From 11bc8aaea12ffcf269edf3330d3d5cda6d9c930d Mon Sep 17 00:00:00 2001
From: "yashao@amd.com" <yashao@amd.com@tus1-p3-g24.cluster.local>
Date: Fri, 10 Apr 2026 06:43:02 +0000
Subject: [PATCH 3/5] fix wm bug

---
 .github/workflows/flydsl.yaml       |   6 -
 kernels/custom_all_reduce_kernel.py | 223 ++++++++++++++++------------
 python/flydsl/expr/buffer_ops.py    |  19 ++-
 scripts/run_tests.sh                |  49 ------
 tests/pytest.ini                    |   2 +-
 5 files changed, 143 insertions(+), 156 deletions(-)

diff --git a/.github/workflows/flydsl.yaml b/.github/workflows/flydsl.yaml
index d53b9ae7..4ea8c02d 100644
--- a/.github/workflows/flydsl.yaml
+++ b/.github/workflows/flydsl.yaml
@@ -261,15 +261,9 @@ jobs:
         run: |
           docker exec flydsl_test bash -c "export MLIR_PATH=/llvm-project/mlir_install && cd /flydsl-test && python3 -m pip install -e . --use-pep517"
 
-      - name: Prepare aiter
-        run: |
-          docker exec flydsl_test bash -c "rm -rf /tmp/aiter && git clone --depth 1 --recursive --shallow-submodules https://github.com/ROCm/aiter.git /tmp/aiter"
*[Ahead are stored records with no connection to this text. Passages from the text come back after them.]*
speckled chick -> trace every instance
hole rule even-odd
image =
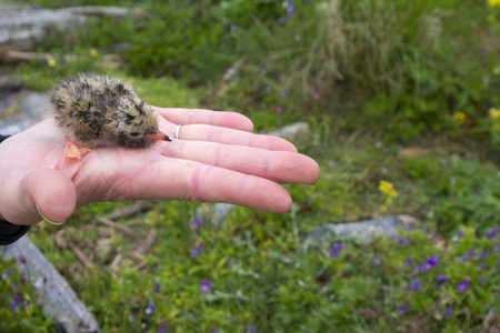
[[[154,140],[171,141],[159,132],[150,105],[120,79],[76,74],[54,85],[49,107],[66,134],[67,158],[81,159],[80,153],[94,147],[146,148]]]

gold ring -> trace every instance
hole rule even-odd
[[[177,125],[177,128],[176,128],[176,139],[177,140],[179,140],[179,132],[180,132],[180,128],[181,128],[182,125]]]

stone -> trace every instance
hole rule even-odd
[[[0,134],[19,133],[50,117],[48,95],[34,91],[0,94]]]
[[[93,333],[100,327],[93,315],[43,253],[24,235],[16,243],[2,246],[4,260],[16,259],[20,274],[29,276],[37,291],[34,302],[44,316],[53,315],[53,326],[60,332]],[[23,256],[24,260],[20,260]]]
[[[303,249],[317,249],[321,244],[331,243],[339,238],[359,240],[363,244],[369,244],[373,236],[389,238],[401,229],[409,231],[423,229],[423,226],[418,219],[406,214],[356,222],[328,223],[306,236]]]

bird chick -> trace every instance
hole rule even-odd
[[[116,78],[79,73],[52,89],[49,107],[64,133],[64,158],[81,159],[96,147],[147,148],[171,141],[158,130],[151,107]]]

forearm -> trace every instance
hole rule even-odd
[[[9,137],[0,135],[0,143]],[[8,245],[19,240],[30,229],[29,225],[9,223],[0,212],[0,245]]]

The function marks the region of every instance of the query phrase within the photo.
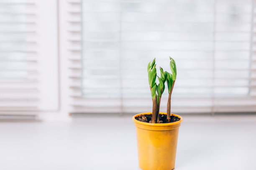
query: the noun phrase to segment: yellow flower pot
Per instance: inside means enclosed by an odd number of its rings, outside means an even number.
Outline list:
[[[166,113],[160,113],[166,115]],[[179,127],[182,121],[168,123],[150,123],[133,120],[136,126],[139,166],[143,170],[171,170],[175,164]]]

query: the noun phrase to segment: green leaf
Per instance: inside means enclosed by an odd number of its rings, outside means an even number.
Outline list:
[[[148,84],[151,87],[152,87],[156,82],[156,65],[153,66],[152,69],[149,70],[148,72]]]
[[[162,94],[164,93],[164,89],[165,88],[165,86],[164,85],[164,87],[163,87],[163,91],[162,91]]]
[[[161,88],[159,85],[159,84],[158,85],[156,85],[156,90],[157,91],[157,94],[158,94],[158,95],[159,97],[161,97],[161,95],[162,95],[161,94]]]
[[[154,99],[156,97],[156,84],[155,84],[154,85],[151,89],[151,97],[153,99]]]
[[[157,76],[157,78],[158,78],[158,80],[159,80],[159,84],[160,85],[160,86],[161,88],[163,88],[163,87],[164,86],[164,83],[163,83],[163,80],[160,78],[159,78],[158,76]]]
[[[150,61],[148,63],[148,72],[150,70],[152,69],[153,66],[155,65],[155,62],[156,58],[154,58],[153,60]]]
[[[176,75],[177,75],[177,70],[176,70],[176,64],[175,61],[171,57],[170,58],[170,67],[172,70],[172,80],[176,80]]]
[[[164,83],[165,82],[165,81],[166,81],[166,80],[167,80],[167,71],[165,71],[164,72]]]
[[[168,92],[170,93],[171,89],[172,89],[172,85],[173,80],[172,80],[172,75],[169,72],[167,72],[167,84],[168,87]]]

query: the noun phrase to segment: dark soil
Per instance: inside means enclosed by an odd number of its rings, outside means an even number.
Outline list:
[[[177,116],[171,115],[171,121],[170,122],[168,122],[167,120],[167,116],[166,115],[160,114],[159,122],[158,123],[167,123],[175,122],[179,121],[180,120],[179,118]],[[146,122],[147,123],[151,123],[151,118],[152,118],[152,114],[150,115],[141,115],[139,116],[135,117],[135,119],[137,120],[140,121],[141,122]]]

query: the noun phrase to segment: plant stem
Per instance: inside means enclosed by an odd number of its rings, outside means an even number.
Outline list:
[[[162,89],[161,89],[161,96],[159,97],[159,100],[158,101],[158,107],[157,108],[157,120],[156,120],[156,122],[157,123],[159,123],[159,119],[160,119],[159,112],[160,111],[160,102],[161,102],[161,98],[162,97],[162,93],[163,93],[163,88],[162,88]]]
[[[174,80],[172,85],[171,91],[169,93],[169,96],[168,96],[168,101],[167,102],[167,119],[168,122],[170,122],[170,121],[171,121],[171,99],[172,97],[172,90],[173,89],[173,87],[175,82],[175,80]]]
[[[156,96],[153,100],[153,109],[152,110],[152,118],[151,121],[152,123],[156,123],[156,119],[157,116],[157,110],[158,107],[157,106],[157,99]]]

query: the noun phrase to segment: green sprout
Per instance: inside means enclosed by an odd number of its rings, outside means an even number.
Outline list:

-          docker exec flydsl_test bash -c "python3 -c \"from pathlib import Path; src = Path('/tmp/aiter/requirements.txt'); dst = Path('/tmp/aiter/requirements-flydsl-ci.txt'); lines = [line for line in src.read_text().splitlines() if line.strip() and not line.strip().startswith('flydsl==')]; dst.write_text('\\n'.join(lines) + '\\n')\" && python3 -m pip install -r /tmp/aiter/requirements-flydsl-ci.txt"
-
       - name: Run multi-GPU allreduce tests
         run: |
           docker exec flydsl_test bash -c "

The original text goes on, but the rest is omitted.